Дальше живите сами - стр. 37
– Что в магазине? – спрашиваю я у Пола. – Идут дела?
Он смотрит на меня, раздумывая, о чем я, собственно, спрашиваю.
– Да все по-старому, все по-старому.
– Планируешь расширяться? Открываешь новые точки?
– Нет. Какие планы? Сейчас кризис. Ты что, газет не читаешь?
– Просто спросил.
– Хотя тебя сейчас волнует не кризис, у тебя другие проблемы, верно, Джад?
– Ты о чем, Пол?
Ага, мы уже говорим имена в конце фразы. Так кружат по рингу боксеры, выжидая момента, чтобы нанести первый удар.
– Пол, – упреждающе произносит мать.
– Все хорошо, мама, – откликаюсь я. – Просто мы давно не виделись. Наверстываем.
– Ладно, проехали, – говорит Пол.
– Ну нет, почему же? Ведь ты имел в виду, что я безработный, а моя жена трахается направо и налево, поэтому мне есть о чем поволноваться, кроме экономического положения в стране. Так?
– Ну, может, и так…
– Я удивился, что ты даже не позвонил, когда это случилось, – продолжил я. – На съемную квартиру я съехал почти два месяца назад. И никто из вас за это время не позвонил. Впрочем, для тебя это норма. Уж если ты не позвонил, когда мы потеряли ребенка, чему удивляться теперь? Крушение моего брака – дело более тривиальное. Но я почему-то думал, что ты позвонишь, Пол, хотя бы для того, чтобы посыпать соль мне на раны. Так что папа умер как раз вовремя. Когда бы ты еще получил возможность сделать это очно?
– Я совершенно не злорадствую. Джен мне всегда нравилась.
– Спасибо, Пол. – Я выжидаю паузу для пущего эффекта и добавляю: – А мне всегда нравилась Элис.
– Что ты сказал? – Пол сжимает зубы, кулаки и ягодицы.
– Что именно ты не расслышал?
– Все девчонки любят Элис, – громко, подвирая мелодию, поет Филипп из репертуара Элтона Джона.
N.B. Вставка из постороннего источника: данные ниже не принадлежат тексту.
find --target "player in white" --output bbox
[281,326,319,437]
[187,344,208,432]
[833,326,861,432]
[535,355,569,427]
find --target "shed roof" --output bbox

– Ну, Филипп, – перебивает его Венди. – Расскажи, как тебе удалось совратить своего врача.
– Попозже расскажу, – обещает Филипп. – Сейчас лучше братанов послушаю. Интересно!
– Нечего тут слушать! – провозглашает мама.
Я смотрю на часы “Ролекс”, купленные Джен на мои деньги. Все никак не соберусь выставить их на продажу в интернете. Мы сидим шиву уже целых полчаса. И тут очень кстати звонят в дверь. А то еще неизвестно, чем бы закончилась наша с Полом перестрелка – она ведь только набирала силу. Однако комната постепенно наполняется грустными соседями, пришедшими выразить нам соболезнования, и я начинаю понимать, что гости во время шивы приходят именно для того, чтобы скорбящие не разорвали друг друга в клочья.
Когда мы были маленькими, папа брал нас с Полом на рыбалку, на берег довольно широкой, но неглубокой речушки. Располагались в тени под эстакадой, у развилки каких-то второстепенных дорог, в нескольких километрах к северу от нашего городка. Мы с Полом тут же принимались бродить по мелководью, подбирая со дна обточенные водой камешки, а отец привязывал их к лескам вместо грузила. Потом он доставал перочинный ножик и располовинивал несколько червяков – из них получалась наживка, которую мы насаживали на крючки, и отец учил нас забрасывать удочки подальше от берега. Забрасывать нам с Полом нравилось больше, чем ждать, когда клюнет. Мы то и дело сматывали удочки и, заведя их подальше за спину, делали могучий взмах, закидывали и проверяли: чей поплавок оказался дальше. Как-то раз, после часа подобных упражнений, Пол в очередной раз завел удочку назад, случайно зацепил крючком мое ухо – и дернул. Меня обожгла острая, горячая боль – это разорвался ушной хрящ, а следом я получил удар по черепушке – туда попало грузило. Миг – и я уже лежал на земле, глядя в безоблачное небо. Чтобы остановить кровь, отцу пришлось разорвать свою футболку. Пол стоял надо мной и просил прощения, но так сердито, словно виноват был я, а не он. К волоскам, что кучерявились у отца на груди, прилипли сгустки моей крови. Не помню, чтобы мне было очень больно, но помню, как я поразился, когда мятая отцовская футболка мгновенно превратилась из белой в красную. В итоге мое ухо пострадало не так уж сильно, но след от грузила остался на черепе навсегда – вроде вмятинки, которую оставляешь пальцем на незасохшей глине.